BBL PARTICIPANT: Paulina Magagula, Gamoloi, Limpopo Province

In a Nutshell

Through her participation in SocioTech’s Broad-Based Livelihoods (BBL) strategies to stimulate personal economic activity, Paulina Magagula from GaMoloi, Limpopo has added to her horticultural skills. She has found a community of supportive neighbours, and her orphaned grandchildren are not only benefiting financially and nutritionally from her efforts, but they are also learning from her example.

She says…


I grew up here in the 1950s. My family tried to farm (maize, cotton, dinawa beans) but it was not very successful. We needed water and there was none. Those were difficult days, but children are amazing in that no matter how hard life is, they always find time to play. I remember we played all sorts of silly games. Skipping, jiving, and sometimes fighting. We had a special ritual when you wanted to start a fight. The child who wanted to fight made two mounds of earth and said: “this one is your mother’s breast and this one is my mother’s breast” and then they would kick over the opponent’s mother’s breast. If the child who had been insulted refused to fight, they were a coward.

Even that ability to play when times are tough cannot always carry children through sorrow. I have four orphaned grandchildren. Two are still at school. After their mother passed away, I was stressed, and they were stressed. We were struggling financially and emotionally. The children started saying that they didn’t like school. When I asked them why they said it was: “because we are always failing”.  I think that recently things are starting to calm down and I am feeling some hope. They both seem a bit calmer and more able to focus at school. I think it is partly the influence of the garden. No child can study when they are hungry and before I joined the cooperative, we had no food. As an adult, hunger hurts, but we are used to it from many years of suffering. Watching a child go through the pain of hunger for the first time is agony.

"I want them to see that if you work hard, you can improve your life."
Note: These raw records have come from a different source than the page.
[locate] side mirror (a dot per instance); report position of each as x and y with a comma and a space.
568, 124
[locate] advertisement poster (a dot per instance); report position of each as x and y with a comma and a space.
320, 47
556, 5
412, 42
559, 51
I joined the cooperative in 2020. I didn’t want to just sit at home and worry. I can’t just sit and fold my arms while my grandchildren are suffering. Life is still a struggle, but it is a lot better with the support I have found here in the cooperative. We are not only coworkers we are also friends. It is a very supportive space. We listen to each other’s problems, and we care for each other. No one goes home without food. Thanks to the techniques that we have learnt from Mama Di and Baba Cletus, the crops are growing so well. They are beautifully green and they taste so good.

I encourage my grandchildren to come and help me as I work. I think it is good for children to get their hands in the soil and learn where their food comes from. I want them to see that if you work hard, you can improve your life. Even if it is only a little bit of improvement. Every little bit counts. If you grow one cabbage or sell one bunch of spinach or one bag of tomatoes that is one less day of hunger. Even on a day when we sell nothing the support of the cooperative keeps my family alive. When I come here, I know that I will go home with something to eat – some morogo and tomato to make a relish to go with the bogobe (maize meal porridge).